Date Thu, 26 Apr 2012 10:33:57 GMT
On 2012-04-26 11:57, Waldemar Klein wrote:
> Thanks, that already helped a lot.
> I had this "post_config hook" thing somewhere in the back of my mind,
> but didn't connect it with my problem as a possible solution. While
> googling for it I also found child_init hook. I created logs to see
> when those are called, and it seems the child_init hook is ONLY called
> in the last, the "real working" configuration. I tested this with
> direct calling (-X), as service (-k start/stop/restart) and also when
> the service is started on boot, and it seems to work the same way
> always. So, I'll just transfer all the heavy work to the child_init
> hook.
> In the process I also found out that I can store data in the in a pool
> itself (i.e. not only allocating memory, but in a hash or table linked
> to the pool), which I wasn't aware is possible. This was my first plan
> to use to store a boolean variable, but the way child_init behaves, I
> won't need this, it might come in handy in the future. This is done
> with apr_pool_userdata_set and apr_pool_userdata_get.

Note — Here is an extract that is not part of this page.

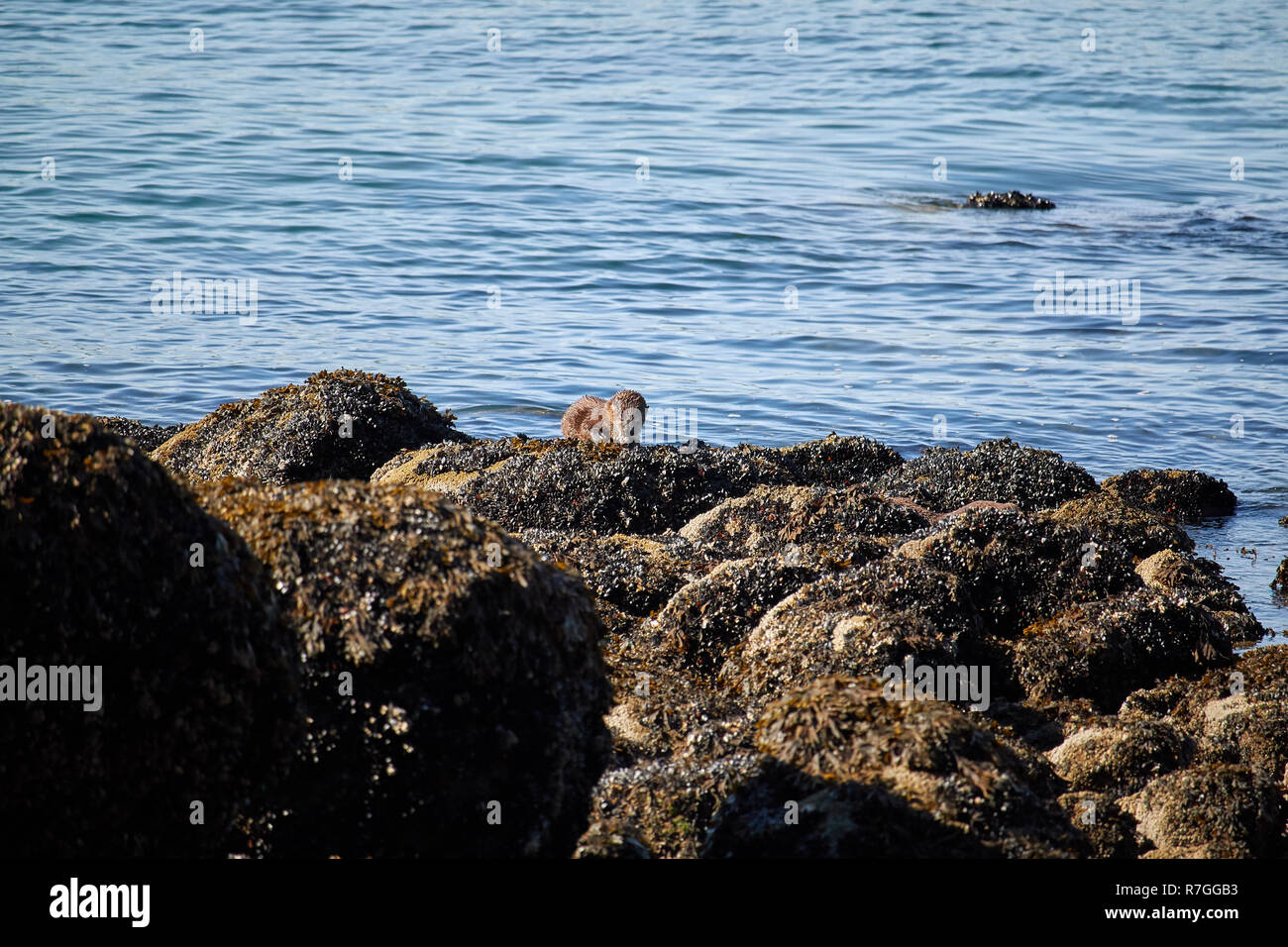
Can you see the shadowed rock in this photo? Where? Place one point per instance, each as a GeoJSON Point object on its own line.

> This is only for Apache on Windows, didn't try it on Linux. If I ever
> have to get it running on Linux, I'll cross that bridge when I come to
> it*

Again, I don't know how the permissions work in Windows. In Linux, the 
child_init hook is called by the non-privileged apache children. The 
post_config is called by the privileged parent.

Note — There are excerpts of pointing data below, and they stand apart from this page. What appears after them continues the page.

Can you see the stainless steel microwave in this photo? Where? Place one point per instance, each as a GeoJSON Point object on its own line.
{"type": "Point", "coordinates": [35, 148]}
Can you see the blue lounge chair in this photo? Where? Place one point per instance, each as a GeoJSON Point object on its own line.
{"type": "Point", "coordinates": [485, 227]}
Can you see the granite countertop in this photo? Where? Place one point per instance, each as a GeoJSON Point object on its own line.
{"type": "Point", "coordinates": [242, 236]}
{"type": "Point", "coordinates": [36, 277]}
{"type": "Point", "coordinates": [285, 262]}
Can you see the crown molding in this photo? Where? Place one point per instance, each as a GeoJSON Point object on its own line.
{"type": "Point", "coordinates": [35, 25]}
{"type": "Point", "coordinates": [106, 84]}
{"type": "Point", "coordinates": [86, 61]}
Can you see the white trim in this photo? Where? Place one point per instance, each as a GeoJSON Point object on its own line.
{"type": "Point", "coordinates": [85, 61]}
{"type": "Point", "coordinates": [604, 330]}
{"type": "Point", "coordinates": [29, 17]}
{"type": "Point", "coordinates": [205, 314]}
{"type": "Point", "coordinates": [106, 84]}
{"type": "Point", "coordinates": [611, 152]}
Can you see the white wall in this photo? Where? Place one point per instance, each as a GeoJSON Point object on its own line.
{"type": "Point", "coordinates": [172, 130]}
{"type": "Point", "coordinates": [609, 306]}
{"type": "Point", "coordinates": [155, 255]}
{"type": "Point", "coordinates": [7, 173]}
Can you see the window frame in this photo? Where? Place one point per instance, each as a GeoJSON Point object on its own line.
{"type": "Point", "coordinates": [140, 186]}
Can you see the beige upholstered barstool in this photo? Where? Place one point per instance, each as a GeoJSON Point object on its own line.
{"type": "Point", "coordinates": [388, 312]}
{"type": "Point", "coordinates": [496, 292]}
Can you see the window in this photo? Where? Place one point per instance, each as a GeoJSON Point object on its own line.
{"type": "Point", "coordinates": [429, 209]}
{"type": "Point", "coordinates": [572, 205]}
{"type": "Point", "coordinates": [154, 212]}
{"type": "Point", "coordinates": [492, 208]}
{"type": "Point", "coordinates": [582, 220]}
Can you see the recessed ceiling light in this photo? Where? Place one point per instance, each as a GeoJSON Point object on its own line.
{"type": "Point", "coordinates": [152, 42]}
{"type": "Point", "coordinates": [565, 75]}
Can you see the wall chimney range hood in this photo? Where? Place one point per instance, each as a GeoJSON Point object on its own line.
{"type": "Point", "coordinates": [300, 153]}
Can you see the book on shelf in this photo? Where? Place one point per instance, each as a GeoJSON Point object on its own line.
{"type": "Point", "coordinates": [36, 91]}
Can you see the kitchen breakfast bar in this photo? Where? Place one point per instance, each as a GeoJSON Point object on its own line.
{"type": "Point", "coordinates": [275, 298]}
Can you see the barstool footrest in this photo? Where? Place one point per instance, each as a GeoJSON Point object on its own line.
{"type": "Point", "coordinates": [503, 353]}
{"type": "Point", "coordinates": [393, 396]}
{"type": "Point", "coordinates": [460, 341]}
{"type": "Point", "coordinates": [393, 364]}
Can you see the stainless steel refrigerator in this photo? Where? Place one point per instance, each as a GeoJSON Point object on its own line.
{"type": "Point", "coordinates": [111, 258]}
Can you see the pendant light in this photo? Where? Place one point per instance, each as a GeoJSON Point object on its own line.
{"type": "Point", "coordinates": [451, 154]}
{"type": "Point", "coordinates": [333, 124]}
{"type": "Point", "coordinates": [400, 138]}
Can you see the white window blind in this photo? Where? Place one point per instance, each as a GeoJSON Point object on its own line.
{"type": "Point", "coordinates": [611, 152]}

Also, post_config is not called by the children. They get the modifs 
made in post_config through the inheritence that comes with process 
spawning because the parent runs post_config _before_ spawning its children.

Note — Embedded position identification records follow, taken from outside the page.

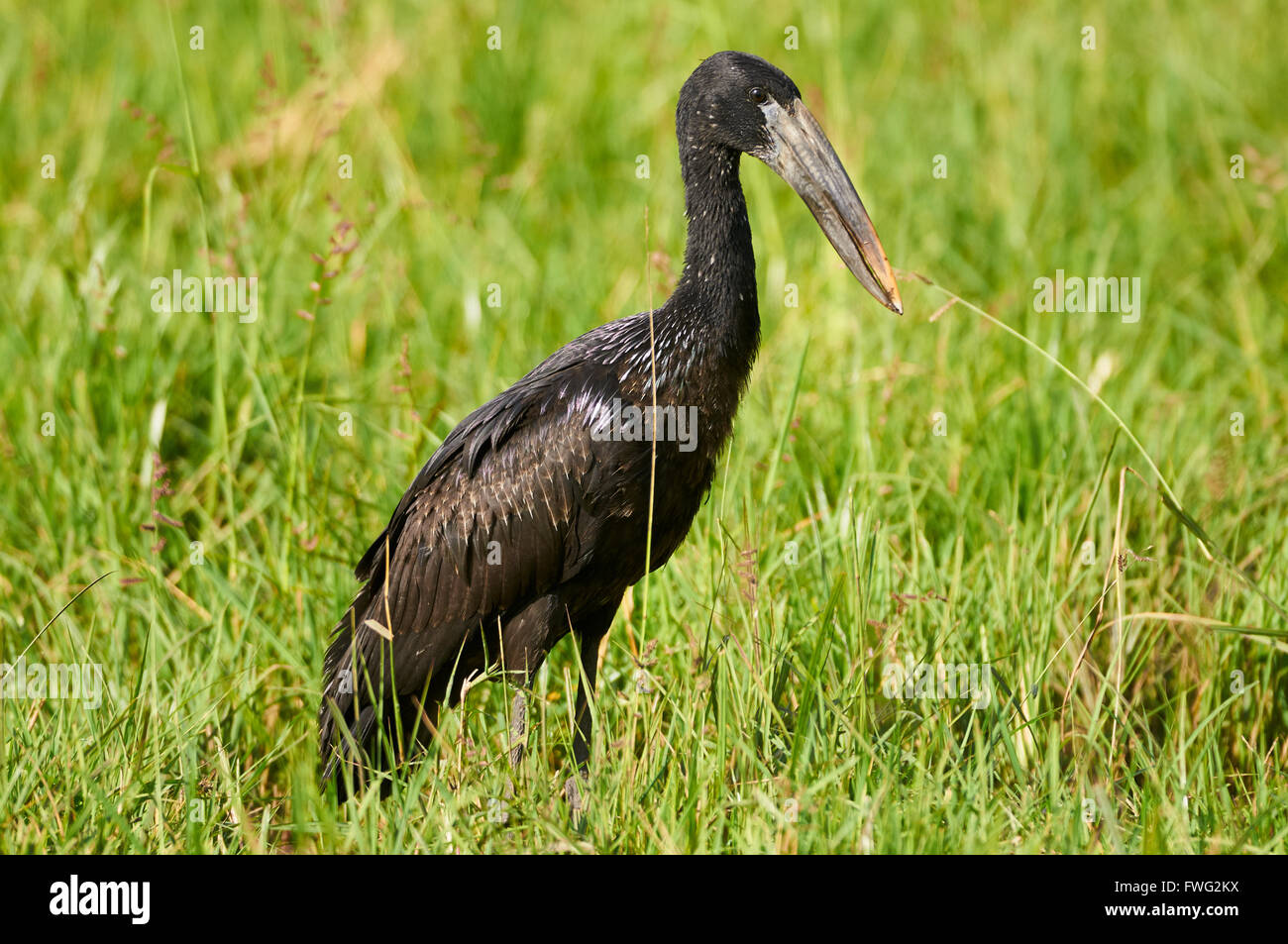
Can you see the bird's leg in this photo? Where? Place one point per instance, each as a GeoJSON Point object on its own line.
{"type": "Point", "coordinates": [518, 729]}
{"type": "Point", "coordinates": [584, 719]}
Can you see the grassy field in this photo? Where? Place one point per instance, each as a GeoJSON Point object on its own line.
{"type": "Point", "coordinates": [428, 218]}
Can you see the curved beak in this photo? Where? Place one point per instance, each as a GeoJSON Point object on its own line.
{"type": "Point", "coordinates": [804, 157]}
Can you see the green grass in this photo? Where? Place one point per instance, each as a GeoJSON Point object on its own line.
{"type": "Point", "coordinates": [743, 711]}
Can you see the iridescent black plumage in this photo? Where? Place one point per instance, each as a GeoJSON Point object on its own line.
{"type": "Point", "coordinates": [528, 523]}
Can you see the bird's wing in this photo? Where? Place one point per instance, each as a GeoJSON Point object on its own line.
{"type": "Point", "coordinates": [505, 511]}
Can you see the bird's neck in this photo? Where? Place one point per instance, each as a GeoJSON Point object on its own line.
{"type": "Point", "coordinates": [716, 292]}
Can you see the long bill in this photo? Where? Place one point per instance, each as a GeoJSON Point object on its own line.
{"type": "Point", "coordinates": [804, 157]}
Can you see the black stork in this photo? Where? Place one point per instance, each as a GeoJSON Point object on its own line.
{"type": "Point", "coordinates": [529, 522]}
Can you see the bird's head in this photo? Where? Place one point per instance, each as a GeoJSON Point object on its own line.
{"type": "Point", "coordinates": [743, 103]}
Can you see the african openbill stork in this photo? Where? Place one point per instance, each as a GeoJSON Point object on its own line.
{"type": "Point", "coordinates": [529, 520]}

If you put your heavy lifting in child_init, it will be executed every 
time the parent creates a child. So child creation will be slow. 
Children are often killed and recreated (they may have a finite upper 
bound on the number of requests they process), so child creation just 
happens even if your load is constant and no extra capacity would be needed.

I would put it in post_config. It is run a couple of times, apache 
restart/reloads could be slow, but at least you know that once it 
starts, it runs smoothly. At the end of the day, if you go for 
child_init, you'll run the conf parsing many more times.